Quattro anni fa, in questi giorni. Sono seduta al tavolo davanti a una birra di dimensioni tedesche e rido perché mio marito e suo fratello cantano squarciagola (e sono stonatissimi) e le canzoni tipiche bavaresi intonate dalla banda.



Improvvisamente il direttore ‘d’orchestra’ scende dal palco, seguito da trombe e tromboni. Ce l’hanno con me, mi prendono e mi portano sul palco, dove mi fanno condurre la banda e continuano a chiacchierare al microfono mentre io non capisco niente ma ringrazio di essere già alla seconda birra e quindi, piuttosto allegra.

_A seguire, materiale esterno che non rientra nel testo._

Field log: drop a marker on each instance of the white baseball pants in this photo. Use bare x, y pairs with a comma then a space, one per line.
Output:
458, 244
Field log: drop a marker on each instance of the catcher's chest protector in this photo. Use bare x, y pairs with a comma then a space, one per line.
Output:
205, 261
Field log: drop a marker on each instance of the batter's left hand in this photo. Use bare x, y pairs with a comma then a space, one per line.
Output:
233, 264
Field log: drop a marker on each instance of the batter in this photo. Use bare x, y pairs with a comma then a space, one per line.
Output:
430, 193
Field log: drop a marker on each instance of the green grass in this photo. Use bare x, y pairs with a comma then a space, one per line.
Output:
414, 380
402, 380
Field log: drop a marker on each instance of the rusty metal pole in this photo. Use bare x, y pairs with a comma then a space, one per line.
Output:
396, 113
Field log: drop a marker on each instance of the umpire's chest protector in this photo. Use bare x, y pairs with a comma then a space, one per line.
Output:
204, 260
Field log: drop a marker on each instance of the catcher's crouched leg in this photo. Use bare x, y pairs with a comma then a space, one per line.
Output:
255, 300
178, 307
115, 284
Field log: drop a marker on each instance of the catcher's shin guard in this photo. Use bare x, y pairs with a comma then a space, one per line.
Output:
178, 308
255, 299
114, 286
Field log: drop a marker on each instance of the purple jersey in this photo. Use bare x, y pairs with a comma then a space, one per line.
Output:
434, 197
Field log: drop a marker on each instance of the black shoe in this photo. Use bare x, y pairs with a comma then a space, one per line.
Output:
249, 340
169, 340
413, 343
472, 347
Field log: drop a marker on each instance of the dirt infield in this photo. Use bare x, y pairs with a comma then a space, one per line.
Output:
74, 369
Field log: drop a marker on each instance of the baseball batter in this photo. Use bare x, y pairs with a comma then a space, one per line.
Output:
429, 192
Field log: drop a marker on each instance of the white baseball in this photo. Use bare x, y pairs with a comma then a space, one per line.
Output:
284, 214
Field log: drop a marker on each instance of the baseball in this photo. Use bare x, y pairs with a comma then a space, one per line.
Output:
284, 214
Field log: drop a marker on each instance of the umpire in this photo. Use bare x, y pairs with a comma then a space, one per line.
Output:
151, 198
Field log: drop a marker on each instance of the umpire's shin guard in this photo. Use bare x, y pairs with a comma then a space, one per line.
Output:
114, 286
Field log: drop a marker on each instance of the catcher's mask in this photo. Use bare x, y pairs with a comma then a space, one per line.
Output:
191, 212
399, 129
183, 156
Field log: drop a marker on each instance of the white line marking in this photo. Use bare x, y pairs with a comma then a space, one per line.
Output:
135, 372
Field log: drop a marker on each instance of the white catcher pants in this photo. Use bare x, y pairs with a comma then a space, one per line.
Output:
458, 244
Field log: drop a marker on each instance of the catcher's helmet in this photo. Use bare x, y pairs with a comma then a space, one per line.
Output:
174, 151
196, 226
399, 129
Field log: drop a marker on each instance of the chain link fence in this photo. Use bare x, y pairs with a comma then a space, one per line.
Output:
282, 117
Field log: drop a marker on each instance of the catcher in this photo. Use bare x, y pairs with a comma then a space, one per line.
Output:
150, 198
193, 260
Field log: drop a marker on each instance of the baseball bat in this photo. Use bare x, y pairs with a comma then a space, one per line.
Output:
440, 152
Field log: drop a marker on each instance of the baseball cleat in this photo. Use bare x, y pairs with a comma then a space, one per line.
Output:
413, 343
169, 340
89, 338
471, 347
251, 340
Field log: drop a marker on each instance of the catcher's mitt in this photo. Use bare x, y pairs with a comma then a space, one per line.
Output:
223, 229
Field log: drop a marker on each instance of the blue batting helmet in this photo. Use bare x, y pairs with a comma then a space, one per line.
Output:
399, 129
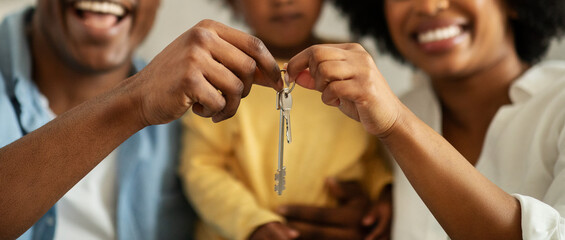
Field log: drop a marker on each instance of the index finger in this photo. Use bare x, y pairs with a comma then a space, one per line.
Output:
256, 49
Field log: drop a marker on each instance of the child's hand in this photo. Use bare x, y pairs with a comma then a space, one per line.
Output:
348, 79
274, 231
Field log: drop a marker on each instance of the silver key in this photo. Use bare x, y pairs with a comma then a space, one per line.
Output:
284, 104
281, 170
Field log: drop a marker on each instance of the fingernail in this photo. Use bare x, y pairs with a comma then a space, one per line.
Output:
368, 221
293, 233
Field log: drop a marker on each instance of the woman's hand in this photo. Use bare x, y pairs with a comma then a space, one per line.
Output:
348, 79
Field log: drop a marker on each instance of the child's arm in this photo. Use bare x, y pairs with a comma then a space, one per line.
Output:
221, 200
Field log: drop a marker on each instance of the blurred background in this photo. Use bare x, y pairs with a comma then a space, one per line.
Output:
176, 16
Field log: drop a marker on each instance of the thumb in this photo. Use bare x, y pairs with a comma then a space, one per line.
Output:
261, 79
305, 80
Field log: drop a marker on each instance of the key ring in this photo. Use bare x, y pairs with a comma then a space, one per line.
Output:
283, 73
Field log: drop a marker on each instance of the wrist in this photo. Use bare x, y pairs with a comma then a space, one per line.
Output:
127, 104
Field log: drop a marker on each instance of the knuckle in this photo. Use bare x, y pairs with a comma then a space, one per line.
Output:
317, 53
325, 70
206, 23
201, 36
249, 67
238, 87
355, 46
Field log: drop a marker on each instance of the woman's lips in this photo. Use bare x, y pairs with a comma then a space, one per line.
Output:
440, 38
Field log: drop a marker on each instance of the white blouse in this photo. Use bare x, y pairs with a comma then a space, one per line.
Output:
523, 153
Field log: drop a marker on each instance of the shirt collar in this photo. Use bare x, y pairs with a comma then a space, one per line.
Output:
535, 80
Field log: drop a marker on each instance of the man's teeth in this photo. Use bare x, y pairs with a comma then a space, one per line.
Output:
101, 7
439, 34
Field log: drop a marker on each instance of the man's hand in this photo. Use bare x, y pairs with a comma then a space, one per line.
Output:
355, 218
210, 68
274, 231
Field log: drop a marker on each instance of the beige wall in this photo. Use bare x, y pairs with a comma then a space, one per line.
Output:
176, 16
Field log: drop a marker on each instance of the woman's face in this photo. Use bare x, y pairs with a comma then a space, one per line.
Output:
281, 23
451, 38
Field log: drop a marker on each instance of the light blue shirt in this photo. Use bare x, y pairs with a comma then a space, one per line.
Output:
150, 200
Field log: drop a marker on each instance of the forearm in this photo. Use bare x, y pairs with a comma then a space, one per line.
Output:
38, 169
465, 203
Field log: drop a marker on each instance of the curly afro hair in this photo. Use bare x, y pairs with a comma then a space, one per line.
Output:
537, 23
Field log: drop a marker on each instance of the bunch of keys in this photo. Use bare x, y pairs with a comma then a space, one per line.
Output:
284, 104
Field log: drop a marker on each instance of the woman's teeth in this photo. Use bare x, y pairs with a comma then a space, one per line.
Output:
439, 34
101, 7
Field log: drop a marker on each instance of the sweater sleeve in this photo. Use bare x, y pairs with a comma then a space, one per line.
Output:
221, 200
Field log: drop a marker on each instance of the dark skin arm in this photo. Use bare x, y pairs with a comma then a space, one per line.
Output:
38, 169
356, 217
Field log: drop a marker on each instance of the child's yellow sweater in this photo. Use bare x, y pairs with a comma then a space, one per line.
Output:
228, 168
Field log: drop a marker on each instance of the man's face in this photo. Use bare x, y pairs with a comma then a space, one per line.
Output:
95, 35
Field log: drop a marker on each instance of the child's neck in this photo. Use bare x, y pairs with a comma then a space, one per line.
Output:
287, 52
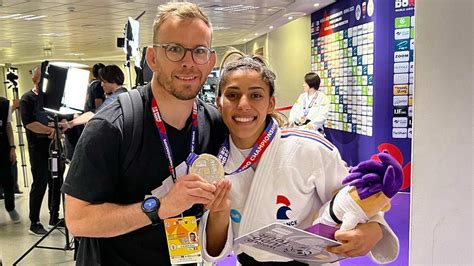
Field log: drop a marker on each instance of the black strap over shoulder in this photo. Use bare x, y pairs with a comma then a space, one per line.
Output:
132, 109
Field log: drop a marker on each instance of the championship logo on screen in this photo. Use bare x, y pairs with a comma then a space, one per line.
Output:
283, 211
370, 8
358, 12
404, 3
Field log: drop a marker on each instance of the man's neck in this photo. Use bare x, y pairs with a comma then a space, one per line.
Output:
173, 111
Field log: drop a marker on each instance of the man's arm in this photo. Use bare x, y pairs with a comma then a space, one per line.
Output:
39, 128
80, 120
98, 102
103, 220
12, 143
109, 219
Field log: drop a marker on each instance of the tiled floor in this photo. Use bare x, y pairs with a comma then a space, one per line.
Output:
15, 239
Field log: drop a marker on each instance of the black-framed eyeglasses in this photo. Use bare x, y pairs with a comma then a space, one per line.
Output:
176, 52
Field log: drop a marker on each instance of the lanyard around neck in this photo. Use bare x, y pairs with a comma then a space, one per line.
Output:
160, 125
307, 108
257, 151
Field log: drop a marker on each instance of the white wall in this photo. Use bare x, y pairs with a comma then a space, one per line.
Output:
442, 187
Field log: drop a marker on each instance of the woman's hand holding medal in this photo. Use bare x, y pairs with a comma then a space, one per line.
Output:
210, 168
187, 191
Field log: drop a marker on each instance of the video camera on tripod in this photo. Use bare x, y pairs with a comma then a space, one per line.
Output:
63, 89
12, 77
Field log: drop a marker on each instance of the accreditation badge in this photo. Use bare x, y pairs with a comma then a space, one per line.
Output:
183, 240
208, 167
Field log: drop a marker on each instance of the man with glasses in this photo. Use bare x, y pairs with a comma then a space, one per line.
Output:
118, 211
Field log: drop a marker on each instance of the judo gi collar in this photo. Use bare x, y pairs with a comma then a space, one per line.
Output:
257, 151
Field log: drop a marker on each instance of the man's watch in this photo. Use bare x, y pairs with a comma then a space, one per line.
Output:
150, 207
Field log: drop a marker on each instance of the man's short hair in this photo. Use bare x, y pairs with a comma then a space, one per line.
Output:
111, 74
313, 80
179, 9
96, 68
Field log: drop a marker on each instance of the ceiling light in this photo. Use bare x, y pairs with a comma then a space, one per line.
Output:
89, 26
235, 8
11, 16
69, 64
74, 54
217, 28
24, 17
54, 34
37, 17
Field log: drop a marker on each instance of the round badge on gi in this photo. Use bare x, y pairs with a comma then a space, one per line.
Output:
208, 167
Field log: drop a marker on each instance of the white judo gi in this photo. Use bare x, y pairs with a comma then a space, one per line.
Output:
318, 109
295, 177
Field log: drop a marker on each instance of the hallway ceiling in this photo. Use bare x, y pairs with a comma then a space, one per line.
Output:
31, 30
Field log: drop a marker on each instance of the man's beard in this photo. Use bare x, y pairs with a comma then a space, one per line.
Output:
183, 93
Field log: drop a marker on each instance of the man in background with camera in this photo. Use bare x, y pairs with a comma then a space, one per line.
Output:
39, 136
7, 158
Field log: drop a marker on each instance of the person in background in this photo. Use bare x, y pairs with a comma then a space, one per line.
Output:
95, 93
292, 167
111, 78
311, 109
14, 167
39, 136
7, 158
117, 210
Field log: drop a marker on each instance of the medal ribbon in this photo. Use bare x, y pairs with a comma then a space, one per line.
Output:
258, 149
306, 109
160, 125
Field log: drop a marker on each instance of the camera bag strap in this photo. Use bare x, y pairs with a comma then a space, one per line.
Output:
132, 109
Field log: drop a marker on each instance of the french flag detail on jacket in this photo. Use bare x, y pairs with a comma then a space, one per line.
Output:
285, 133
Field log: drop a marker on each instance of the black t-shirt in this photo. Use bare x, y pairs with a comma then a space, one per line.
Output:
95, 176
95, 91
31, 109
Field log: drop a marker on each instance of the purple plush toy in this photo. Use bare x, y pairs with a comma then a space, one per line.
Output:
369, 188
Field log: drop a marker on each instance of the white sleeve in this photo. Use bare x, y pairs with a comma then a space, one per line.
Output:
9, 117
388, 247
228, 245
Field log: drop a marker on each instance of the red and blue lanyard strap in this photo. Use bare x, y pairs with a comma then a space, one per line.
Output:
160, 125
257, 151
306, 109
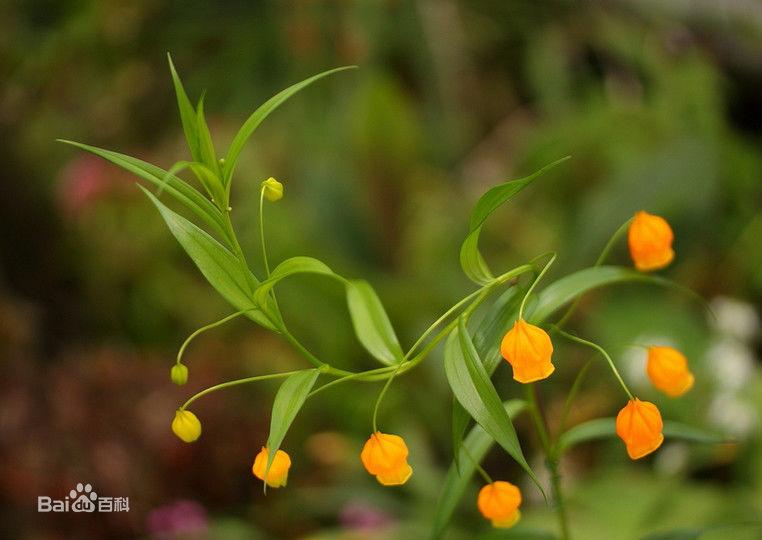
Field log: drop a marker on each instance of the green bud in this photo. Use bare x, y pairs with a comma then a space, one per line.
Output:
179, 374
273, 190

Rido come una pazza – e d’altronde sembro una pazza, visto che c’è un’umidità pazzesca e i capelli mi si sono spontaneamente cotonati, e sono in una delle mie rare uscite con gli occhiali, rossi ovviamente. 


Complice lo stato confusionale me la cavo alla grande, e mentre la mia futura famiglia adottiva si sbellica dalle risate finisco a reggere un enorme birrone in cartapesta e cantare… boh?!

Nel caso finiscano le sedie, seguendo il cartello si possono trovare dei 'pezzi di legno in forma squadrata'

…Alla faccia del battesimo! Perché voi non lo sapete, ma io sono bavarese. (Ovviamente la pagliacciata non aveva niente a che fare con questo, ma io mi diverto a vederla così). No, non sto scherzando. Perché la Baviera si è scordata di abrogare le vecchie leggi di quando era uno stato più autonomo e così, da sposa, sono diventata bavarese. L’avevate mai conosciuta un’italiana bavarese? Mi piacerebbe tanto avere una certificazione…


Certo, che piacere tornare dopo quattro anni, ora che ho finito con gravidanze e latte, e posso finalmente godermi un’altra birra! Anche se ovviamente si va a casa presto, con i bambini che devono dormire, lasciando gli altri a far baldoria, ma non importa… le foto vengono meglio quando c’è ancora il sole!


Volete sapere com’è finita la storia? Ho scoperto dopo che il tizio in dialetto ha detto all’intero paese che magari avrei ‘sfornato degli eredi’, subito prima di chiedermi in inglese “ma tu tanto non capisci cosa dico, vero?” Ora ho capito perché ridevano tutti quando ho risposto “no”!


Fortuna che la partenza era prevista per l’indomani, e nei giorni seguenti è stata un’altra povera tizia che mi assomigliava ad essere fermata continuamente per strada… 



…vediamola così, ‘dirigere una banda bavarese’ nella mia to-do-list: fatto!